W Kołobrzegu na dreptaku apetyczna dziewczyna wchodzi na
automatyczną wagę, wrzuca monetę... i z niezadowoleniem ogląda
wydrukowany wynik.
Zdejmuje wiatrówkę i pantofle, znowu wrzuca monetę - znów
niezadowolona z wyniku.
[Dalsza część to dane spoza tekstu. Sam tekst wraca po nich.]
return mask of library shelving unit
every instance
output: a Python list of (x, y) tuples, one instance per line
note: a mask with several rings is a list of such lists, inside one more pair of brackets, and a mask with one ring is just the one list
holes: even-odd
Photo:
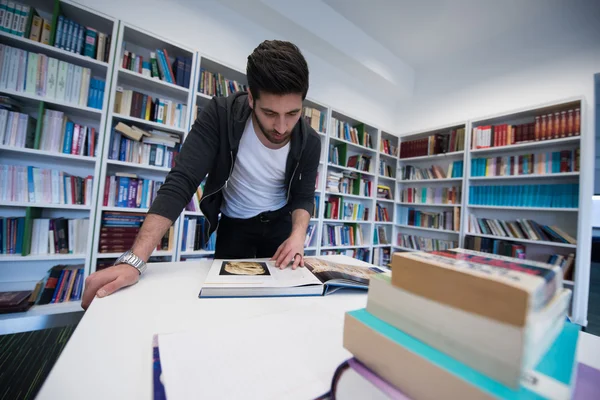
[[(471, 121), (463, 199), (465, 247), (503, 242), (509, 246), (505, 251), (519, 249), (526, 259), (542, 262), (552, 255), (575, 256), (565, 286), (573, 289), (570, 315), (581, 325), (587, 323), (591, 244), (592, 198), (585, 187), (591, 186), (588, 174), (593, 173), (593, 156), (586, 149), (593, 147), (587, 137), (593, 140), (593, 134), (585, 127), (585, 109), (583, 99), (572, 98)], [(506, 126), (512, 141), (505, 139)], [(482, 228), (478, 219), (491, 220), (494, 231), (489, 222)], [(539, 225), (528, 222), (520, 235), (497, 226), (499, 221), (523, 220)], [(550, 235), (544, 231), (544, 238), (538, 231), (544, 226), (556, 227), (576, 242), (548, 240)]]
[[(115, 37), (116, 52), (112, 65), (114, 79), (104, 130), (106, 140), (101, 155), (100, 196), (95, 204), (98, 217), (92, 247), (92, 271), (99, 263), (112, 264), (123, 250), (118, 247), (118, 239), (111, 241), (113, 239), (101, 237), (103, 218), (105, 216), (115, 218), (114, 213), (118, 213), (116, 218), (127, 219), (132, 218), (135, 213), (145, 213), (148, 211), (145, 206), (150, 204), (149, 199), (151, 199), (151, 183), (147, 183), (146, 186), (145, 182), (136, 190), (137, 204), (135, 198), (133, 201), (129, 199), (127, 202), (125, 199), (125, 202), (119, 202), (119, 186), (124, 186), (122, 188), (124, 193), (129, 193), (131, 196), (131, 183), (128, 187), (126, 180), (117, 178), (111, 185), (110, 177), (119, 174), (126, 178), (153, 181), (154, 192), (156, 192), (156, 183), (164, 182), (170, 170), (171, 165), (168, 165), (166, 160), (167, 153), (171, 149), (152, 140), (154, 138), (158, 140), (161, 137), (159, 135), (171, 134), (175, 135), (174, 137), (177, 138), (175, 140), (179, 143), (183, 142), (184, 135), (190, 127), (190, 114), (195, 96), (193, 90), (197, 54), (195, 50), (122, 21), (118, 35)], [(151, 56), (156, 58), (156, 64)], [(151, 76), (148, 76), (148, 71), (142, 73), (143, 69), (160, 71), (160, 78), (156, 77), (154, 72)], [(168, 69), (171, 69), (170, 73)], [(186, 74), (187, 78), (180, 78)], [(178, 79), (175, 79), (175, 76)], [(140, 128), (152, 133), (152, 137), (144, 137), (143, 144), (126, 141), (126, 135), (115, 130), (118, 124)], [(153, 133), (157, 131), (158, 134)], [(149, 140), (146, 141), (147, 139)], [(134, 145), (139, 147), (134, 148)], [(160, 159), (162, 163), (158, 161)], [(107, 201), (109, 197), (115, 200)], [(140, 198), (145, 200), (145, 204), (139, 201)], [(168, 241), (161, 244), (160, 250), (157, 249), (152, 253), (150, 261), (175, 260), (177, 230), (180, 222), (181, 218), (175, 221), (172, 230), (168, 233)], [(101, 243), (102, 240), (108, 240), (110, 244), (105, 245), (107, 242)], [(100, 251), (101, 245), (103, 245), (102, 251)], [(111, 247), (116, 247), (114, 250), (118, 251), (112, 251)]]
[(396, 179), (398, 172), (398, 136), (380, 131), (377, 144), (377, 186), (373, 213), (372, 263), (387, 266), (391, 261), (394, 245), (394, 211)]
[[(70, 1), (50, 2), (42, 0), (23, 1), (22, 3), (31, 8), (35, 8), (38, 14), (48, 21), (52, 21), (53, 15), (56, 16), (56, 18), (58, 18), (58, 15), (61, 15), (63, 18), (68, 18), (82, 26), (93, 28), (98, 32), (110, 35), (112, 38), (116, 37), (118, 24), (115, 19), (87, 7), (77, 5), (76, 3)], [(52, 35), (54, 35), (55, 31), (56, 28), (53, 27)], [(50, 44), (44, 44), (24, 36), (19, 37), (11, 33), (1, 32), (0, 43), (4, 46), (10, 46), (28, 53), (37, 53), (38, 58), (47, 57), (48, 64), (41, 65), (50, 65), (51, 62), (56, 62), (54, 60), (58, 60), (57, 65), (60, 65), (61, 62), (72, 64), (73, 67), (70, 68), (72, 68), (73, 71), (77, 71), (80, 76), (84, 73), (82, 68), (87, 68), (89, 69), (90, 78), (103, 80), (106, 85), (111, 81), (112, 69), (110, 68), (110, 65), (114, 49), (114, 45), (112, 44), (108, 50), (108, 62), (105, 62), (104, 60), (97, 60), (54, 46), (53, 36), (51, 36)], [(13, 65), (13, 67), (16, 68), (17, 65)], [(0, 68), (2, 68), (2, 66), (0, 66)], [(23, 72), (25, 72), (24, 69)], [(49, 73), (49, 76), (52, 77), (53, 74)], [(60, 79), (58, 83), (60, 84)], [(48, 85), (48, 83), (46, 82), (45, 85)], [(43, 182), (42, 180), (40, 180), (39, 183), (43, 184), (44, 187), (38, 188), (37, 183), (35, 183), (36, 196), (33, 196), (33, 198), (25, 197), (22, 199), (24, 201), (0, 201), (0, 217), (3, 218), (25, 217), (26, 220), (32, 221), (33, 219), (38, 218), (54, 219), (64, 217), (66, 219), (89, 220), (87, 232), (80, 232), (81, 237), (79, 237), (79, 239), (87, 238), (84, 244), (80, 244), (81, 248), (85, 248), (85, 250), (77, 254), (45, 254), (45, 252), (36, 254), (36, 251), (32, 251), (32, 253), (28, 255), (0, 255), (0, 290), (33, 290), (36, 283), (46, 276), (48, 270), (59, 264), (83, 265), (83, 278), (85, 278), (90, 273), (91, 265), (92, 241), (90, 238), (92, 237), (94, 221), (96, 218), (96, 209), (93, 206), (93, 201), (98, 195), (97, 183), (100, 178), (101, 164), (100, 149), (103, 145), (102, 132), (104, 131), (105, 117), (108, 109), (108, 91), (105, 90), (104, 96), (98, 99), (98, 101), (101, 102), (100, 108), (92, 108), (88, 107), (87, 98), (85, 95), (82, 95), (82, 92), (77, 96), (79, 100), (70, 98), (67, 101), (64, 100), (64, 97), (63, 99), (58, 100), (57, 92), (55, 92), (54, 96), (50, 95), (50, 93), (47, 92), (47, 88), (51, 86), (44, 86), (43, 89), (38, 87), (36, 88), (37, 90), (33, 90), (33, 92), (26, 92), (22, 87), (19, 89), (18, 86), (15, 89), (7, 89), (8, 86), (4, 84), (0, 86), (0, 95), (8, 96), (19, 102), (22, 106), (20, 112), (22, 114), (27, 114), (29, 118), (34, 119), (35, 125), (33, 130), (28, 130), (27, 132), (31, 132), (32, 134), (35, 132), (36, 136), (36, 143), (30, 143), (27, 145), (28, 148), (17, 147), (10, 143), (0, 143), (0, 164), (18, 167), (31, 166), (34, 168), (64, 172), (66, 175), (83, 178), (91, 177), (93, 179), (90, 183), (90, 189), (88, 189), (89, 199), (86, 204), (62, 204), (60, 201), (61, 199), (57, 199), (56, 197), (51, 202), (37, 202), (37, 199), (35, 198), (37, 197), (37, 194), (49, 193), (46, 182)], [(72, 92), (72, 95), (76, 96), (75, 91)], [(55, 125), (53, 129), (50, 123), (46, 123), (44, 116), (47, 111), (63, 113), (60, 115), (61, 122), (66, 119), (73, 124), (87, 127), (90, 134), (86, 137), (86, 141), (93, 136), (91, 134), (91, 129), (93, 128), (97, 133), (97, 140), (95, 140), (95, 148), (97, 150), (96, 156), (94, 156), (94, 154), (70, 154), (75, 151), (72, 151), (72, 145), (65, 147), (63, 144), (63, 135), (65, 134), (62, 131), (63, 125), (60, 125), (60, 128)], [(56, 114), (56, 117), (59, 118), (58, 114)], [(54, 135), (58, 135), (58, 137), (54, 137)], [(53, 145), (46, 146), (47, 142), (44, 141), (45, 138), (52, 142)], [(85, 153), (82, 151), (81, 154)], [(18, 179), (27, 180), (27, 175), (18, 176)], [(57, 182), (58, 179), (55, 180), (55, 183)], [(30, 180), (30, 188), (33, 183), (33, 180)], [(57, 187), (55, 187), (54, 192), (57, 190)], [(48, 199), (46, 198), (46, 200)], [(77, 201), (73, 203), (77, 203)], [(31, 223), (33, 224), (33, 222)], [(34, 238), (30, 236), (29, 240), (34, 241)], [(24, 241), (29, 240), (24, 239)], [(81, 283), (83, 285), (83, 281)], [(78, 310), (81, 310), (80, 301), (34, 305), (27, 312), (0, 315), (0, 321), (2, 321), (1, 324), (6, 329), (10, 330), (10, 320), (16, 318), (62, 314)]]
[[(466, 127), (460, 122), (400, 136), (394, 251), (462, 244)], [(451, 219), (450, 226), (442, 226), (442, 218)]]
[[(379, 129), (332, 109), (328, 130), (327, 173), (320, 207), (323, 223), (318, 254), (343, 253), (370, 262), (378, 178)], [(331, 186), (336, 186), (336, 182), (340, 181), (347, 182), (347, 189), (340, 190), (343, 193), (331, 190)], [(368, 186), (370, 193), (367, 195), (365, 187)], [(366, 218), (344, 215), (349, 209), (357, 207), (357, 214), (368, 209), (368, 215), (364, 214)], [(327, 215), (334, 214), (336, 210), (338, 215)], [(337, 243), (341, 237), (350, 236), (353, 232), (354, 239), (357, 239), (357, 229), (362, 232), (361, 243), (357, 243), (357, 240), (354, 243)], [(335, 239), (336, 243), (331, 243), (330, 238)]]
Zdejmuje bluzkę - wynik ważenia znowu
niezadowalający.
Stoi tak niezdecydowana na tej wadze - co by tu jeszcze? - na to
podchodzi przyglądający się temu facet i wręczając jej garść
monet mówi:
- Niech pani kontynuuje - ja stawiam!
W Wenecji rodzina zmarłego zwraca się do księdza w sprawie
pogrzebu. Ksiądz mówi:
- Mamy pogrzeby w trzech kategoriach cenowych.
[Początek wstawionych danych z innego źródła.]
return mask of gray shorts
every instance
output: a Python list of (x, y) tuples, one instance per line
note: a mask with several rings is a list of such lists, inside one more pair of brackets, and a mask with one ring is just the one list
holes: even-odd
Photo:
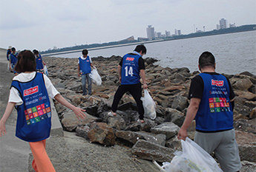
[(223, 171), (235, 172), (242, 167), (234, 129), (214, 133), (196, 131), (194, 142), (209, 154), (214, 152)]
- Nas interesuje najtańsza.
- Proszę bardzo. Nieboszczyk i ksiądz w gondoli, goście żałobni
wpław.
Zaspany weterynarz odbiera w środku nocy telefon, z drugiej
strony zdenerwowany kobiecy głos:
- Panie doktorze, nasz kociaczek źle się czuje, co robić?!
Nie do końca obudzony weterynarz zrozumiawszy "cielaczek"
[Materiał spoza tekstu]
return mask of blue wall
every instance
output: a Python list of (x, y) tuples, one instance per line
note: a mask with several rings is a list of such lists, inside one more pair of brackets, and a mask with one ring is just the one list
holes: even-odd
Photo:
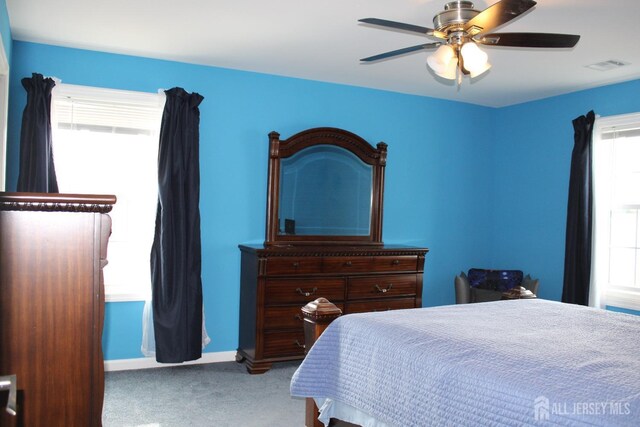
[(6, 0), (0, 0), (0, 35), (2, 36), (2, 45), (4, 53), (7, 55), (7, 61), (11, 66), (11, 26), (9, 23), (9, 13), (7, 12)]
[[(7, 188), (17, 181), (20, 79), (38, 72), (64, 83), (202, 94), (200, 159), (205, 351), (237, 347), (240, 253), (265, 232), (267, 134), (317, 126), (389, 144), (383, 235), (426, 246), (424, 304), (452, 303), (453, 276), (486, 265), (495, 110), (469, 104), (139, 57), (14, 42)], [(452, 126), (455, 117), (465, 124)], [(141, 303), (108, 303), (106, 359), (140, 357)]]
[[(1, 0), (0, 0), (1, 1)], [(1, 16), (0, 16), (1, 18)], [(182, 86), (201, 104), (203, 293), (212, 343), (237, 346), (239, 251), (265, 230), (267, 133), (316, 126), (389, 144), (386, 243), (431, 249), (424, 305), (453, 303), (453, 276), (469, 267), (519, 268), (562, 292), (571, 121), (640, 111), (640, 80), (491, 109), (351, 86), (14, 42), (7, 188), (15, 189), (20, 79), (156, 92)], [(463, 88), (464, 90), (464, 88)], [(636, 94), (631, 96), (630, 94)], [(452, 125), (455, 117), (464, 122)], [(140, 357), (142, 303), (108, 303), (105, 358)]]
zamiast "kociaczek", po wysłuchaniu opisu objawów mówi:
- Proszę mu dać szklankę oleju rycynowego, rano wpadnę i go
zbadam.
Rankiem weterynarz udał się pod podany adres, powitała go
sympatyczna gospodyni.
- Jak się czuje nasz cielaczek? - zapytał.
- Ależ panie doktorze, pan źle zrozumiał - to kociaczek, nie
cielaczek!
- Oj, to fatalnie! Co z nim?
- Wie pan, daliśmy kociaczkowi szklankę rycynusu, ale tylko mu
się pogorszyło. Teraz to jasne, dlaczego.
- Strasznie przepraszam, a gdzie on teraz jest?
- W ogrodzie i pomagają mu trzy kotki. Jeden kopie dołki, drugi
zasypuje, a trzeci przeciąga go od dołka do dołka
- Proszę księdza, wydaje mi się, że prowadzę dobre życie -
spowiada się facet. - Nie piję, nie palę, nie chodzę na
dziewczyny. O 22. kładę się spać, wstaję o 6. W każdą niedzielę
chodzę na mszę...
- Obawiam się synu, że się to zmieni, jak wyjdziesz z więzienia.
- Coście kumie tacy ponurzy? - pyta włościanin sąsiada.
- A, syn mi się urodził.
- Hmmm (???) Jak mu dacie?
- Ludwik.
- Łomatko, a czemu tak?
- Bo czternasty.
Chłoptaś, powiedzmy Roman dobiera się do dziewczyny. Ostro.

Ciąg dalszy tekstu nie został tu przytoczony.